Barcelona, Spain is the epicenter of the climate world this week -- the last official UN negotiating session before the Copenhagen climate talks next month.
Here's a bit of a recap of what's going on in Barcelona --
The team from 350.org, who organized October 24th's International Day of Climate Action, are in Barcelona to carry our message to the approximately 4,000 UN delegates from 181 nations who are on site.
The team is there to carry our voices from October 24th to the delegates. Here's a great video the highlights the world-wide actions from October 24th:
And another video from 350.org, explaining what they're up to in Barcelona this week:
In addition to what you just saw in the video, the 350.org team is scheduling meetings with dozens of delegates to deliver photos, 350 policy briefings, and the global call for bold climate action. 350.org is asking citizens to gather together in their communities to deliver 350.org materials to their local elected officials. Sign up for a delivery, here.
The 350 team upped the artistic stakes with a stunning visual display outside the conference center with hundreds of LED lights in the shape of a world and a performance to create the now famous number - 350.
On Monday, November 3rd, the group TckTckTck welcomed delegates to the opening of the talks with 1500 clocks and more than 200 people demanding a fair, ambitious and binding treaty. The activists turned the time on some of the clocks to 3:50, for the reason that 350 ppm (part per million) is the safe upper limit for carbon dioxide in the atmosphere according to some scientists.
The clocks were re-used later this week -- they were turned into an art installation in the lobby of the conference center. Additionally, TckTckTck's Campaign Director Ben Margolis and members of the 350.org presented Yvo de Boer, executive secretary of the UNFCCC, with a clock to remind him of the urgency of the situation, as well as a photo from the Copenhagen taken on October 24th, to remind him of the public mandate for ambitious action.
According to the TckTckTck website, as TckTckTck activists stood behind the pair holding up pictures of these recent actions, Margolis recapped the September 21st Global Wake Up Call involving over 2,600 events in 134 countries organized by TckTckTck, Avaaz and other partners; as well as the October 24th International Day of Climate Action, organized by TckTckTck partner 350.org, which entailed more than 5,200 events in 181 countries.

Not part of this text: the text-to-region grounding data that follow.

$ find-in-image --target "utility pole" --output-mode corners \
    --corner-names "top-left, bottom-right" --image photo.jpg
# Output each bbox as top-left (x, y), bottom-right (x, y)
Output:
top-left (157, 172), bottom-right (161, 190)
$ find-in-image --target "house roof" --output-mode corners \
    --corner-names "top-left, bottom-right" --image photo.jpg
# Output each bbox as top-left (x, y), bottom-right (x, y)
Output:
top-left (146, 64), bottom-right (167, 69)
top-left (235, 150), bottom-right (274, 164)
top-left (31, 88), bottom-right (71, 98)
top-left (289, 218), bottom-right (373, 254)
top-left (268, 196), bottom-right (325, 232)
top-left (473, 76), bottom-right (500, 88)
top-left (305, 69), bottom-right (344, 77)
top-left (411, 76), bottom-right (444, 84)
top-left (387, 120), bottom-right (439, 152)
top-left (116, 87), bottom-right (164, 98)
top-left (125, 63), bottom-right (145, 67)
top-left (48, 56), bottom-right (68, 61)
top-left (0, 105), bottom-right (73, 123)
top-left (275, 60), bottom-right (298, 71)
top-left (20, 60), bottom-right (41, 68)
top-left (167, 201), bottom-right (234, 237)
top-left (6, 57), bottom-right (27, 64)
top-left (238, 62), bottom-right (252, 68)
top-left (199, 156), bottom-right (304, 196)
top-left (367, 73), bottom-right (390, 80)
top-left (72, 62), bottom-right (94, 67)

The U.N. climate chief thanked TckTckTck for helping to raise public awareness ... however, de Boer said that the alarm bells are not ringing loudly enough. A lot of governments have not woken up yet to the urgency of the situation, de Boer told Margolis and the assembled crowd in the front hall of the Fira Gran Via conference center.
He suggested that the alarm bells need to continue to grow louder in order to remind governments that they have a mandate to act in Copenhagen and that the world expects nothing less than a response commensurate with the scale of the problem.